Diğer bakteriler muhtaçlık duyduklarında bir ortaya gelebilirken, MMB’ler her şeyi birlikte yapıyor. O denli ki bu bakteriler, bağlı oldukları “konsorsiyumdan” ayrıldıklarında hayatta kalamıyorlar. Bu yapıdaki her hücre kendi başına bir organizma olsa da, bütünün bir kesimi olmadan yaşayamıyor.
MMB konsorsiyumları içi boş küre biçiminde dizilerek blastosist gibisi bir biçim oluşturuyor. Blastosist, döllenmiş yumurtanın bölünmeye başladıktan sonraki basamağına verilen isim. Bu benzerlik, bilim insanlarının dikkatini çeken değerli bir detay.
Montana Eyalet Üniversitesi’nden etraf mikrobiyoloğu George Schaible liderliğindeki takım, 22 farklı MMB konsorsiyumunun metagenomlarını haritalandırarak kıymetli bulgular elde etti. Araştırma, birebir yapıdaki hücrelerin klon olmadığını, tersine farklı genetik özelliklere sahip olduklarını ortaya koydu.
Bu genetik çeşitlilik, her hücrenin farklı vazifeler üstlenmesine imkan tanıyor. Böylelikle konsorsiyumun içinde bir tıp iş kısmı oluşuyor. Tıpkı organların farklı fonksiyonları yerine getirmesi ya da bir toplumun farklı ferdî yeteneklerden faydalanması üzere.
MMB’ler hem organik hem inorganik karbon kaynaklarını kullanabiliyor. Bu durum, konsorsiyum içindeki farklı hücrelerin farklı karbon kaynaklarına özel bir yatkınlık geliştirmesiyle açıklanıyor.
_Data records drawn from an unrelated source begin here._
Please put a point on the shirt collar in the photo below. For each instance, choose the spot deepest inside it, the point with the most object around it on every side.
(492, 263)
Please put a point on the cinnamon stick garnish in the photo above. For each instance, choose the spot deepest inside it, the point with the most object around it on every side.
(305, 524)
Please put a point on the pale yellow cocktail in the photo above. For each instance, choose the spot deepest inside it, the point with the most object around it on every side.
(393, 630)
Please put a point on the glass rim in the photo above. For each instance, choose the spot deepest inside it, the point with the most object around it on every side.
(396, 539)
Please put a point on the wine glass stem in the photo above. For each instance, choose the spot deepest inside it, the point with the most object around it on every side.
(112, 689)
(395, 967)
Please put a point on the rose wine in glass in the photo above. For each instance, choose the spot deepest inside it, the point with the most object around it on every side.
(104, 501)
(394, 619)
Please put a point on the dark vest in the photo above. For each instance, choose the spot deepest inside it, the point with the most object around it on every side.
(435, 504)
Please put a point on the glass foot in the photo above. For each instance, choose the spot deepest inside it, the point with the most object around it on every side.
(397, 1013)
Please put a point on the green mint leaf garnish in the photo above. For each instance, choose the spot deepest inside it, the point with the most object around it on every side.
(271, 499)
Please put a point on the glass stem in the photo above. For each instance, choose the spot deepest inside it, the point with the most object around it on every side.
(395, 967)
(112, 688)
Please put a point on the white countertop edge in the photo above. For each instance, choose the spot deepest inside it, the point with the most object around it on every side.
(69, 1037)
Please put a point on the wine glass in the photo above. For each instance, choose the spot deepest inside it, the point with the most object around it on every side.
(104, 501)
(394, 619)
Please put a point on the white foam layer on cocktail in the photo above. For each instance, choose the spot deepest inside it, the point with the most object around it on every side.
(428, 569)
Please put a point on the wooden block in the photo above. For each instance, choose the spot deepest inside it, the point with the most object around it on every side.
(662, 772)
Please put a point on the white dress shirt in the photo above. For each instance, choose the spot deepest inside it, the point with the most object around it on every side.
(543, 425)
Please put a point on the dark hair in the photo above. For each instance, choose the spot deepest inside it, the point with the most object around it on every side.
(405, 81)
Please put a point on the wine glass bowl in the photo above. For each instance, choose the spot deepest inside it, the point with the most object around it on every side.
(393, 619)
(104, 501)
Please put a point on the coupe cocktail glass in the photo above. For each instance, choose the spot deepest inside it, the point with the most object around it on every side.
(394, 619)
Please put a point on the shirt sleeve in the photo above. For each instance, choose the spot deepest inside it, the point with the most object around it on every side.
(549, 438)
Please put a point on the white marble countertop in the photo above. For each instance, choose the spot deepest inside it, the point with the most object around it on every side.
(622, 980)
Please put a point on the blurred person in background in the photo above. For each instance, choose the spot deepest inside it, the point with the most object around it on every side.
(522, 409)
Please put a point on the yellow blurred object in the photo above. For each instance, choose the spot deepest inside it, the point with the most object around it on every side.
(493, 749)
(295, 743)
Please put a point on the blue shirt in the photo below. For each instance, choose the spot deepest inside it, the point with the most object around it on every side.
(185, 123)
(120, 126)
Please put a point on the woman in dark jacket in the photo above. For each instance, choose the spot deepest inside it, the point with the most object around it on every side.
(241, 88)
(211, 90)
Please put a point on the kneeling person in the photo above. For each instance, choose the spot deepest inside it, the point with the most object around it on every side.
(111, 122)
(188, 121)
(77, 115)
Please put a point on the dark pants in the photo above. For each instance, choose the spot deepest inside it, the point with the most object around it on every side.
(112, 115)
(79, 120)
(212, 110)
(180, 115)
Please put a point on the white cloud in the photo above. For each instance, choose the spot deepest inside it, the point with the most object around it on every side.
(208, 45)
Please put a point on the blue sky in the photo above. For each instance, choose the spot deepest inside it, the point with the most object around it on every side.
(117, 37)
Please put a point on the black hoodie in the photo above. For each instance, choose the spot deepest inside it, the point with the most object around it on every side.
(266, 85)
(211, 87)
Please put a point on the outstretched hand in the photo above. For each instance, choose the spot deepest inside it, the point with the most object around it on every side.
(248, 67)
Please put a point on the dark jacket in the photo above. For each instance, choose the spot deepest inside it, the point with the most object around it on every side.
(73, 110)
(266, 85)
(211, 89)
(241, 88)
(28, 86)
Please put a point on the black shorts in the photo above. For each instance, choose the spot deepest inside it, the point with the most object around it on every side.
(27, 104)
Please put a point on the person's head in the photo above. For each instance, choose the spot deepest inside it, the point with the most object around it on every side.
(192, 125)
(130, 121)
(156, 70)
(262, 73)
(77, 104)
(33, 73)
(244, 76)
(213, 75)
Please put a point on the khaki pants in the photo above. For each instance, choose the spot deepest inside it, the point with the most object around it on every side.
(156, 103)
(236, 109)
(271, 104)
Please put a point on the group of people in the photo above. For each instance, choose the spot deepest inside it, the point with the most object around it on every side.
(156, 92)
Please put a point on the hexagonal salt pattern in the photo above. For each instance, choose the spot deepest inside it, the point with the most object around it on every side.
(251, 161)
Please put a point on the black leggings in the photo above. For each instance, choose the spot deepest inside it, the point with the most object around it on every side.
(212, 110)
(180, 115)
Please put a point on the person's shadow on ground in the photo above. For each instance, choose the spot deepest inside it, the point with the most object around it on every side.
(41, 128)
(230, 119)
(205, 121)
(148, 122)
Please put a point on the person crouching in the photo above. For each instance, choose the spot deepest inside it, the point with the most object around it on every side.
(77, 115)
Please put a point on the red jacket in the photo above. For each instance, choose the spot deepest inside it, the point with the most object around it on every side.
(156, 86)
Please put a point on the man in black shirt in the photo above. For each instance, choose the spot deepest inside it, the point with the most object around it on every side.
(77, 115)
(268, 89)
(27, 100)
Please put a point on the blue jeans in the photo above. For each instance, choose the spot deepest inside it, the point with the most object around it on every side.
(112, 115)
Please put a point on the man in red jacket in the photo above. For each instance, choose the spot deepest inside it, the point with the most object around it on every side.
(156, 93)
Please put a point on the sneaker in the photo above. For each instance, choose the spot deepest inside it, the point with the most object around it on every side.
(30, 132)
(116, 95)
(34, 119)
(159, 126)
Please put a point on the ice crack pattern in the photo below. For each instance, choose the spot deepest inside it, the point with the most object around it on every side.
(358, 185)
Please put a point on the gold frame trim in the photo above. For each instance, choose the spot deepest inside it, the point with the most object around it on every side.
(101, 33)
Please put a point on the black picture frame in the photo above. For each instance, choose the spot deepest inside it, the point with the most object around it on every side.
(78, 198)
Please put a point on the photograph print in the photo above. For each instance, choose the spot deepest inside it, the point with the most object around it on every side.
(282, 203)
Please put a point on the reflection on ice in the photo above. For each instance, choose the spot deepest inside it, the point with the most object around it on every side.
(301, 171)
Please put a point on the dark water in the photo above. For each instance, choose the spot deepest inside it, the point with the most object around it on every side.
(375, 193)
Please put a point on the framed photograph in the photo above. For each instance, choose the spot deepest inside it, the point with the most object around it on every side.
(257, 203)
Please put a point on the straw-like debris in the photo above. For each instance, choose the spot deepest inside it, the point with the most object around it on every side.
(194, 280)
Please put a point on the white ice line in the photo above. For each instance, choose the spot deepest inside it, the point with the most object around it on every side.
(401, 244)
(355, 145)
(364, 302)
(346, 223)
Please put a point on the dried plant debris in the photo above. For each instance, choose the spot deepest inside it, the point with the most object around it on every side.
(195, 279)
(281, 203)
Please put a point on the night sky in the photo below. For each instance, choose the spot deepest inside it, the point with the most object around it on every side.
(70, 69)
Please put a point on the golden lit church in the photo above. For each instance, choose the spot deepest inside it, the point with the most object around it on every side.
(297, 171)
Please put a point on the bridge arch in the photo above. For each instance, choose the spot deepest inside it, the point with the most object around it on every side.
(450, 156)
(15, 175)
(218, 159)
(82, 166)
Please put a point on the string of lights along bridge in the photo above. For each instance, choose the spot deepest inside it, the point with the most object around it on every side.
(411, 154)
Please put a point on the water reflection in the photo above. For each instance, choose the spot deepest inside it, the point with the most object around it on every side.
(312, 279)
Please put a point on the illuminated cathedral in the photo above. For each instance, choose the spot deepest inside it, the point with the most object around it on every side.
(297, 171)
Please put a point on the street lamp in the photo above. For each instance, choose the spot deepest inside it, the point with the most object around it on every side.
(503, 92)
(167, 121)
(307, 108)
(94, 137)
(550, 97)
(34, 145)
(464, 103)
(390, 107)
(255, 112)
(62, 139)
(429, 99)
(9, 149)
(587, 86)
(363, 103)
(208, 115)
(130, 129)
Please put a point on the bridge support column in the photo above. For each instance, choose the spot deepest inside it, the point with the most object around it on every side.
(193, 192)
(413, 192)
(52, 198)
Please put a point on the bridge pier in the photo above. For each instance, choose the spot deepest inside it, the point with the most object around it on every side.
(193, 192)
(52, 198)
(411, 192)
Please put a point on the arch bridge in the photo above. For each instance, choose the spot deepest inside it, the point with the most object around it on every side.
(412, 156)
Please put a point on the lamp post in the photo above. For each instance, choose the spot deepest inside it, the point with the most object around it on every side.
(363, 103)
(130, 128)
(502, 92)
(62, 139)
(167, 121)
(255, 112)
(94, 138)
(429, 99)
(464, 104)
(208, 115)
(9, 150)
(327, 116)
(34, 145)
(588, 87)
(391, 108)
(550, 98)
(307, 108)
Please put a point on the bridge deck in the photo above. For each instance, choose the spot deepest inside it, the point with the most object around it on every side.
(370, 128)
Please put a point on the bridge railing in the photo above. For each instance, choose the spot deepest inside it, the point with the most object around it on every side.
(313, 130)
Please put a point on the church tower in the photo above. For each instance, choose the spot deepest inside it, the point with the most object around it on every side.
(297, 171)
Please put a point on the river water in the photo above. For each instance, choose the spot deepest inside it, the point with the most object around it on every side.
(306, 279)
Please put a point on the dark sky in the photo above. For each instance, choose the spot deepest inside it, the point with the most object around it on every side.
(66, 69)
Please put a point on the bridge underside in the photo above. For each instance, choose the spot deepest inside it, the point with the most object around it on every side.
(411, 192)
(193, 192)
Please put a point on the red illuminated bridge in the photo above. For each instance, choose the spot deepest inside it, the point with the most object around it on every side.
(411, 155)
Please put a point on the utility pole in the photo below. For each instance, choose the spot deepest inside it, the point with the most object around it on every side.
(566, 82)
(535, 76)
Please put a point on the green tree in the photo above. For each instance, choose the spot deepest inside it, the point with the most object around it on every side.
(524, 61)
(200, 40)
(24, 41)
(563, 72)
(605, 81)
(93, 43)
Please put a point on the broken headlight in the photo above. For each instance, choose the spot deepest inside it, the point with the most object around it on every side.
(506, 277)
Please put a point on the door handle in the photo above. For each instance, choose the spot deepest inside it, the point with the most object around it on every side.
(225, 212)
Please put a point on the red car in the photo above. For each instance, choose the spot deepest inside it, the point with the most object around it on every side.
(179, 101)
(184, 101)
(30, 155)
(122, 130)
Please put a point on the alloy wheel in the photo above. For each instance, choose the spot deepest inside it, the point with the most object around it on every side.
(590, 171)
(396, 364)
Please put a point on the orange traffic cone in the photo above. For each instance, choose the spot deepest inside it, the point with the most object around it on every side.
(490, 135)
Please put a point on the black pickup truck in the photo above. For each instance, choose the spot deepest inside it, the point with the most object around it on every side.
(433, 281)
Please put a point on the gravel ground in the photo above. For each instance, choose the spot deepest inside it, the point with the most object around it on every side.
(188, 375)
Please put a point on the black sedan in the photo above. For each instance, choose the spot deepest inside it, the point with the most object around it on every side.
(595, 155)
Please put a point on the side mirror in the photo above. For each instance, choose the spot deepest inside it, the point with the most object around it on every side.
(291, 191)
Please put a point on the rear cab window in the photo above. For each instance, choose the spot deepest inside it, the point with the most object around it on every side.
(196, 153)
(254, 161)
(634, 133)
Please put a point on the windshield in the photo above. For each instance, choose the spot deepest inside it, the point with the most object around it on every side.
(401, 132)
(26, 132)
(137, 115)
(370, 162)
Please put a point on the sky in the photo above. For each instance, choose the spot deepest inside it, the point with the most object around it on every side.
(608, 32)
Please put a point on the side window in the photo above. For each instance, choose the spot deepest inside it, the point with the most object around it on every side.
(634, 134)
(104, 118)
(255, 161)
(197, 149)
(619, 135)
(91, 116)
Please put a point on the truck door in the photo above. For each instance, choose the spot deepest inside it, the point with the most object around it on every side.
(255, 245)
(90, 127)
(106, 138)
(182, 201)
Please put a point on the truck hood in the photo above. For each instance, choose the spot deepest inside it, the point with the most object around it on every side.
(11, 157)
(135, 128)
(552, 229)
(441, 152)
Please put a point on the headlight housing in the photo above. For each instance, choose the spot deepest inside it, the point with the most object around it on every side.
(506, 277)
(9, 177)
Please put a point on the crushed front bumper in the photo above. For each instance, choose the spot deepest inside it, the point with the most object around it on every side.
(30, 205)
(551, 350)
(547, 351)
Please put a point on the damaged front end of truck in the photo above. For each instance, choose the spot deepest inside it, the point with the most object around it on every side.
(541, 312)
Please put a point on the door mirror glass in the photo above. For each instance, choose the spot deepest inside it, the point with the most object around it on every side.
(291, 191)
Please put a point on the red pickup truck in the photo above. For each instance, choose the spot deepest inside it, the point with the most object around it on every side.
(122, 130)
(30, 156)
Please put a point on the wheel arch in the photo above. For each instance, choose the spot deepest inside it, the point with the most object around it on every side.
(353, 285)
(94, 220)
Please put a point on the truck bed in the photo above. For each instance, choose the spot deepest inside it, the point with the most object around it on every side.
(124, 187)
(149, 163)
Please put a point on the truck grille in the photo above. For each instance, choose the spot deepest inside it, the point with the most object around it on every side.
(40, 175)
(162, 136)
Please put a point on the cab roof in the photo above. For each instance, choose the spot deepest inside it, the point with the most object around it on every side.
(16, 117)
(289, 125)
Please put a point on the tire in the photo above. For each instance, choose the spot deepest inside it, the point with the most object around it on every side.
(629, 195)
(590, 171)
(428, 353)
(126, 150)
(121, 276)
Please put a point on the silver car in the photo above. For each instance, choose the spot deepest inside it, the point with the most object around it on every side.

Araştırmacılar, birtakım hücrelerin sülfat indirgeme yoluyla hidrojen sülfür üretimi yaptığını belirtiyor.

Çalışmada ayrıyeten, hücreler ortasında metabolik farklılaşma olduğu ve bu farklılaşmanın hücrelerin muhakkak misyonlarda uzmanlaşmasına neden olduğu görülüyor. Hücrelerin birtakım hususları metabolize edip, bu kaynakları başka hücrelerle akışkansız boşluklar yoluyla paylaşabileceği düşünülüyor.
‘İŞ KISMI İLE ÇALIŞAN METABOLİZMA’
Bilim insanları bu yapıyı “iş kısmı ile çalışan metabolizma” olarak tanımlıyor. Bu içsel çeşitlilik ve dayanışma yapısı, ömrün daha karmaşık formlarına geçişin erken evrimsel bir modeli olabilir.
Çalışma, çevresel değişkenliği yüksek tuz bataklıklarında bu tıp genetik ve metabolik çeşitliliğin, hayatta kalmak için avantaj sağladığını ve MMB’lerin bu sayede evrimsel olarak şekillendiğini gösteriyor.